Although conceived for 2020’s singular circumstances, Covid Fast Fax or something like it might one day find uses beyond the pandemic. Fax machines are expected to have a central place in the US health care system for years to come. “It’s the ultimate flexible tool,” says Julia Adler-Milstein, director of University of California San Francisco’s Center for Clinical Informatics and Improvement Research.

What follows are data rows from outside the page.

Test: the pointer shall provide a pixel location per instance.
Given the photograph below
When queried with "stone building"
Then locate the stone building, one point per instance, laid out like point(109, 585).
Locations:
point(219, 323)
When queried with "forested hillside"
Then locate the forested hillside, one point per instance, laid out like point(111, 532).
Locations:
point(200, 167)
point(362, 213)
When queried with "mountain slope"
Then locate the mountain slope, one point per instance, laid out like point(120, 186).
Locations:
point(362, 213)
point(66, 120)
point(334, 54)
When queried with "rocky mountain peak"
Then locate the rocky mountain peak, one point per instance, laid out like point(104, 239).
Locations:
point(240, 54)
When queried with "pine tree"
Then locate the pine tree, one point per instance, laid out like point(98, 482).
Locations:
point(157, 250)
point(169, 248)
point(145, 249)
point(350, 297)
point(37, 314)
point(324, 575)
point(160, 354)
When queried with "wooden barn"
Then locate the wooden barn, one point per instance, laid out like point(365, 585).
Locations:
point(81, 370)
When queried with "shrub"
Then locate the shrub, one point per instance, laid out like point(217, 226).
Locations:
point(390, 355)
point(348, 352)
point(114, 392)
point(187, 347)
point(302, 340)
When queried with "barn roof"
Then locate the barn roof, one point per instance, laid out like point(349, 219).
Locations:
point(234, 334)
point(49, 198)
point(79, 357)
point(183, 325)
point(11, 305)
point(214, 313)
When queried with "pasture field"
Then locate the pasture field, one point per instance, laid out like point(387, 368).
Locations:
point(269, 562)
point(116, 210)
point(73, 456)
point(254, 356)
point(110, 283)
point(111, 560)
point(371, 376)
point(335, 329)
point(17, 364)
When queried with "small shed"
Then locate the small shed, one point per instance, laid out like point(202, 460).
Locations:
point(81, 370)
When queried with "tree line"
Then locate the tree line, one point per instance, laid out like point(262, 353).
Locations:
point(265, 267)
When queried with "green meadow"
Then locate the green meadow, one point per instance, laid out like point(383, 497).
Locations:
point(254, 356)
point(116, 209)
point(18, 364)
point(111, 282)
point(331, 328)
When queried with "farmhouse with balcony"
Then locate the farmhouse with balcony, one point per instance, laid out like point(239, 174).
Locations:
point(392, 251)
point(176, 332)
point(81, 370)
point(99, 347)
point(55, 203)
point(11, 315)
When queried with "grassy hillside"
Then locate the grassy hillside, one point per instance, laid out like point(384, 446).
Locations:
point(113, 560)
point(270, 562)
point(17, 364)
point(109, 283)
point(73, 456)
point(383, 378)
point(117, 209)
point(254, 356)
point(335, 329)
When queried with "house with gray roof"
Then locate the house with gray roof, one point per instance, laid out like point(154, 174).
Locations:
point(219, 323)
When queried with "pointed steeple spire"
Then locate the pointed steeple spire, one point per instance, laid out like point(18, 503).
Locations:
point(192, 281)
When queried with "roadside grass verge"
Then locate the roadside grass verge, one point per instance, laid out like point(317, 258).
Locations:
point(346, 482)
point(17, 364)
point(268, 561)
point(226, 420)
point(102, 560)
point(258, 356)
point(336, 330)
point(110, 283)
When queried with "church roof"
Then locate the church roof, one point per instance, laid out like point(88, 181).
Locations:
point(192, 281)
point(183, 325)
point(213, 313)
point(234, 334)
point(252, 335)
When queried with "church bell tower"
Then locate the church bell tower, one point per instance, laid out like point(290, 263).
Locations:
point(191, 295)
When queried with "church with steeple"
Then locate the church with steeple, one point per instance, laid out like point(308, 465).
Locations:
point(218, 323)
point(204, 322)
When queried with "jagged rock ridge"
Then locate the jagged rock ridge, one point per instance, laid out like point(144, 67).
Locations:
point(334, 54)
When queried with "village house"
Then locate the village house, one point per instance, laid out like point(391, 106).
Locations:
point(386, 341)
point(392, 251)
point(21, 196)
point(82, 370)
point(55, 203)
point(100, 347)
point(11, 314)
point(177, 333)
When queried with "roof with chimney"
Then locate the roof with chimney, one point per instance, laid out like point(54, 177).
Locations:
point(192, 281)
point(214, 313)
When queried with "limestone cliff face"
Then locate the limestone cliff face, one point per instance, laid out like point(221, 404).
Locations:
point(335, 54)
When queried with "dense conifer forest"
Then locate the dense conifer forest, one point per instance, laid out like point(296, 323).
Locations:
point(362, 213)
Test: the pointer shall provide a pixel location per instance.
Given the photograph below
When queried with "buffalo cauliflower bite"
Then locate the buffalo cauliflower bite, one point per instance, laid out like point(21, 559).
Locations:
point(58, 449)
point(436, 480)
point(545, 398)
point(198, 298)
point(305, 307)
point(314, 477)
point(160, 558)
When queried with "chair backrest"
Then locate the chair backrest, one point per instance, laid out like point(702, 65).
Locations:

Despite billions spent by the federal government to encourage health providers to process more data electronically, moving medical info between institutions still often falls back to fax. Incentives for digitizing have been mostly aimed at hospitals and doctors, not the public health departments and long-term care facilities now on the Covid-19 front lines. “We’ve paved certain roads, but when patients spend the rest of their time on dirt roads, that limits the value of the roads you have improved,” Adler-Milstein says.
The Trump administration took a late swing at the fax machine earlier this month. The Centers for Medicare and Medicaid Services proposed requiring state Medicaid plans and some private insurers to create APIs to move patient data faster, and launched a consultation asking for feedback on what would happen if faxes were eliminated. “It’s not acceptable that our health information capabilities remain mired in the Stone Age,” CMS administrator Seema Verma wrote in a blog post.
That proposal would take effect in 2023. For now, fax machines are unlikely to be demoted from their central role in the response to the pandemic. Cases in Contra Costa County have hit new highs in recent weeks; staff will likely have more faxes than ever to process on Saturday, after taking half of Christmas Eve and all of Christmas Day off. But they’ll know which ones to read first.